A publicização da situação de risco da saúde dos trabalhadores do Polo repercute de tal modo que os jornais acompanham com regularidade os acontecimentos, mantendo-se

atentos às ações e reações da empresa, da DRT e do sindicato trabalhista e suas ressonâncias no âmbito do Governo Federal.

Em resposta à cobertura da mídia, a Nitrocarbono publica, nos jornais CB e TB, uma nota de esclarecimento, matéria paga em que oferece ao público a sua versão do ocorrido (CB e TB, 01/11/90). Nesta, a empresa responde explicitamente às notícias divulgadas pela imprensa, esclarecendo que processa o benzeno, dentre outras substâncias de toxicidade conhecida, mas que pratica medidas adequadas de monitoramento ambiental, admitindo a possibilidade de emissões de resíduos capazes de interagir no ambiente, o que determina maior risco para a saúde dos trabalhadores. Contudo, afirma que os empregados são submetidos a rigorosos exames periódicos para o acompanhamento de sua saúde. Questiona, portanto, as denúncias do Sindiquímica e da imprensa sobre a existência de vários empregados com eventuais problemas de saúde. Contudo, coloca-se aberta ao diálogo com a sociedade e os órgãos governamentais, estando “consciente da

importância do homem e do meio ambiente (…) integrados ao desenvolvimento econômico”.
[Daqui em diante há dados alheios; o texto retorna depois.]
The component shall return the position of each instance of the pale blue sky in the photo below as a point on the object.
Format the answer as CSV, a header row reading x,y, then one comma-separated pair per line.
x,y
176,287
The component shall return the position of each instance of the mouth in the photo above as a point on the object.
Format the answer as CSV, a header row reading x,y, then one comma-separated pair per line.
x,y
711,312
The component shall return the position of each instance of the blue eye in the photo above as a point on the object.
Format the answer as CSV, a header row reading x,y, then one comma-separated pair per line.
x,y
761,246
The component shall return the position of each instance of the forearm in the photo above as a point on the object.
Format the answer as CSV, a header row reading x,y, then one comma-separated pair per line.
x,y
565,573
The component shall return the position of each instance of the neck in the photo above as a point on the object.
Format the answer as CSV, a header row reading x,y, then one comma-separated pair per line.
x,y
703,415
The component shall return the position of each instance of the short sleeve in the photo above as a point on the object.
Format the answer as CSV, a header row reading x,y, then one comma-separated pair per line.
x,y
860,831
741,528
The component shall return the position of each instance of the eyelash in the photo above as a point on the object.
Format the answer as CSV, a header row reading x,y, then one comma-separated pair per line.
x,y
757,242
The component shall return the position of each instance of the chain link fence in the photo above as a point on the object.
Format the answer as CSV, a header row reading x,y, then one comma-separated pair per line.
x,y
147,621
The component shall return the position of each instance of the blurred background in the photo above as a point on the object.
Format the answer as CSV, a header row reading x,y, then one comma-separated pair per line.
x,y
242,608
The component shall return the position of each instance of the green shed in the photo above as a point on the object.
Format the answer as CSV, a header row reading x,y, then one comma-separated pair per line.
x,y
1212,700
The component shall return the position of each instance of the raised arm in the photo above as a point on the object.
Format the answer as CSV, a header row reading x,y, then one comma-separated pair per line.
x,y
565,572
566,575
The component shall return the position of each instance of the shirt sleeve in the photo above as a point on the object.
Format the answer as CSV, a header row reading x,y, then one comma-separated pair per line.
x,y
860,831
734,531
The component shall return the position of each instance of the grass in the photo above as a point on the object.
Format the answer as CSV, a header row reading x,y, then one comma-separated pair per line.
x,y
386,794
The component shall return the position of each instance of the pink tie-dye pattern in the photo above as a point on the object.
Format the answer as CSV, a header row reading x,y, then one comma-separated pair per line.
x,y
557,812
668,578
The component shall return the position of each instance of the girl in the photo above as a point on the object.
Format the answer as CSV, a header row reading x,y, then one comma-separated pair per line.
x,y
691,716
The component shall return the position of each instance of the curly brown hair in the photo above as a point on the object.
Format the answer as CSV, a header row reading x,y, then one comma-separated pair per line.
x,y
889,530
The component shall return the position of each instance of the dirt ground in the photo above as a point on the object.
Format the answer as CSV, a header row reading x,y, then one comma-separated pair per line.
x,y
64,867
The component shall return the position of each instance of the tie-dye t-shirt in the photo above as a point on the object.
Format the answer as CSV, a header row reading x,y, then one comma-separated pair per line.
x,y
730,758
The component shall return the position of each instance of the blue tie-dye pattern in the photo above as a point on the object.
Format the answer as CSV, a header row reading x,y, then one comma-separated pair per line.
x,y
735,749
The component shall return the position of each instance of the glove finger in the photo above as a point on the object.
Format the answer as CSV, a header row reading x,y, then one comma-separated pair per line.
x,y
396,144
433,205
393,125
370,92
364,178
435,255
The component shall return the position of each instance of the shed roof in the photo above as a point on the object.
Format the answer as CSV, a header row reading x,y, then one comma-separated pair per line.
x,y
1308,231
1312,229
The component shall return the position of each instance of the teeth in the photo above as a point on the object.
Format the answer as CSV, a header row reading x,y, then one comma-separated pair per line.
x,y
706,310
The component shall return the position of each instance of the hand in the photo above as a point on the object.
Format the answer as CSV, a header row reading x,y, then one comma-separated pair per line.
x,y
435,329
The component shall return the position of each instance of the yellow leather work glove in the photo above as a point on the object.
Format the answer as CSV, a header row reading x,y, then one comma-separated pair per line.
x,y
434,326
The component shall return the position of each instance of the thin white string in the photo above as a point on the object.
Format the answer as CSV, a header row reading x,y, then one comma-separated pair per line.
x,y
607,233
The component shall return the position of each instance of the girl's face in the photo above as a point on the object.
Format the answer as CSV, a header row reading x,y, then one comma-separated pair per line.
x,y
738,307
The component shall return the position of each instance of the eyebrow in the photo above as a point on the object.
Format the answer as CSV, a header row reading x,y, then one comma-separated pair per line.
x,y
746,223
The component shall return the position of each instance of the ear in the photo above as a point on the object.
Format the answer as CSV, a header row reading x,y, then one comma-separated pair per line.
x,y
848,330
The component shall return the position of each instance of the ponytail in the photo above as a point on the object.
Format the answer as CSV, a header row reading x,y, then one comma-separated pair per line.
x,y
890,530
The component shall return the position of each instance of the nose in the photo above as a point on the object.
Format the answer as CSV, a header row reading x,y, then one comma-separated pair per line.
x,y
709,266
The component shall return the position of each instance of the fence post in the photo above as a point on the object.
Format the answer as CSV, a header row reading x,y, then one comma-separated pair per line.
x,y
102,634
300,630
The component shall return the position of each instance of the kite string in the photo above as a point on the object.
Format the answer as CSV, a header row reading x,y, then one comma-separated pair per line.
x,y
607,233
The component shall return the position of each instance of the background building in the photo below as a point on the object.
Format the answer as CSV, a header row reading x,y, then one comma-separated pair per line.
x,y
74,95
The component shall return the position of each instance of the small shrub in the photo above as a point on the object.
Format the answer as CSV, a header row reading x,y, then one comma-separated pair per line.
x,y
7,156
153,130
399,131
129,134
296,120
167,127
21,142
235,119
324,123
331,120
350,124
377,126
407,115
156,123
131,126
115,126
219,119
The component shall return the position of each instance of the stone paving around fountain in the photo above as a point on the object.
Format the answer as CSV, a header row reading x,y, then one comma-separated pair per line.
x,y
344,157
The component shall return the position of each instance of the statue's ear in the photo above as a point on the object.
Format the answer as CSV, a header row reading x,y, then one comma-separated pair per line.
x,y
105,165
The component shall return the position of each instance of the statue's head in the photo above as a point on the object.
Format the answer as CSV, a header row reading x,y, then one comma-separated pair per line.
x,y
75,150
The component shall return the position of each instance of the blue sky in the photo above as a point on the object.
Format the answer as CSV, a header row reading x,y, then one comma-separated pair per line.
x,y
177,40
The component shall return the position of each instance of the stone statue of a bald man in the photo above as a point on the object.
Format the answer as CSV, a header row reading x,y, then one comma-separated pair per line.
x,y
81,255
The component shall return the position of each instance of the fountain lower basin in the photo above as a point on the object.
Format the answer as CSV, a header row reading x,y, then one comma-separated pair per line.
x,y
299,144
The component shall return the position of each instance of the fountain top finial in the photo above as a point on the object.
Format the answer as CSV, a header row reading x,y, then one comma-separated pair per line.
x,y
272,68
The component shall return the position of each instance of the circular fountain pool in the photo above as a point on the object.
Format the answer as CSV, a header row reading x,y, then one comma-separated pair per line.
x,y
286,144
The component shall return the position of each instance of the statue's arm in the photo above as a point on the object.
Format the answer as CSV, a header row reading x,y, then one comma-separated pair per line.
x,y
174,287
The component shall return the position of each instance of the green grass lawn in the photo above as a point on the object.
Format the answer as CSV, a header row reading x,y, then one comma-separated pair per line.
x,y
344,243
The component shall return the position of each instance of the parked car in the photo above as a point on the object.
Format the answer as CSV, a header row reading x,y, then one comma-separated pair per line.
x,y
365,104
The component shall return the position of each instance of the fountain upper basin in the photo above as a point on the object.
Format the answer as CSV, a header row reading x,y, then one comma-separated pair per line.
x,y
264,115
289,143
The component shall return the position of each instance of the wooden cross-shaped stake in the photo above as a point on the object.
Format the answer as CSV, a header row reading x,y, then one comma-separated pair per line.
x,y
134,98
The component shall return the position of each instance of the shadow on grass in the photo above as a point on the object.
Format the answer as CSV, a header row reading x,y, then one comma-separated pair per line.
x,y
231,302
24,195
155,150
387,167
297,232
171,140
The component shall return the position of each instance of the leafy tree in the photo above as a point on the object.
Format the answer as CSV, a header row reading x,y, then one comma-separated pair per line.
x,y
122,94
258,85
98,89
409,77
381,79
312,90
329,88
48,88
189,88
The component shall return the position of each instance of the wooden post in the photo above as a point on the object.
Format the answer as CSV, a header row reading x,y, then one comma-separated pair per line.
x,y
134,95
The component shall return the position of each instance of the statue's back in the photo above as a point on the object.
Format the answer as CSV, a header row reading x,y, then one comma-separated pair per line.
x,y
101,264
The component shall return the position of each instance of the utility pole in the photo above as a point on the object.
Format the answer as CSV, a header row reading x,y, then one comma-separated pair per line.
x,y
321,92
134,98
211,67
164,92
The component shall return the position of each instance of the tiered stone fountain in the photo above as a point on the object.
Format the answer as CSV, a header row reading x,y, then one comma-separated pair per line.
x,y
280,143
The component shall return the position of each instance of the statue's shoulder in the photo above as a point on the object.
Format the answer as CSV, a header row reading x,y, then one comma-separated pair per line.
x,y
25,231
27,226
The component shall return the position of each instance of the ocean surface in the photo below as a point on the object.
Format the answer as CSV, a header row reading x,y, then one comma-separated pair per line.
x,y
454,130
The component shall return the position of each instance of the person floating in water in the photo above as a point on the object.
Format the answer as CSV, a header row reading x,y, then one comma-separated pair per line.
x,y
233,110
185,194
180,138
Desse modo, ao alinhar imprensa e Sindiquímica, a empresa explicita sua insatisfação com a conduta da mídia, mostrando-lhe que sua postura a alia com o sindicato dos trabalhadores, não sendo favorável às empresas, bem como que a credibilidade de suas declarações é questionável. Empresa e Sindiquímica deixam, desde esse momento, explícitos seus horizontes de expectativa para com a situação. Enquanto a primeira tenta esvaziar as denúncias, o segundo exige a definição de responsabilidades por parte da primeira e também do governo.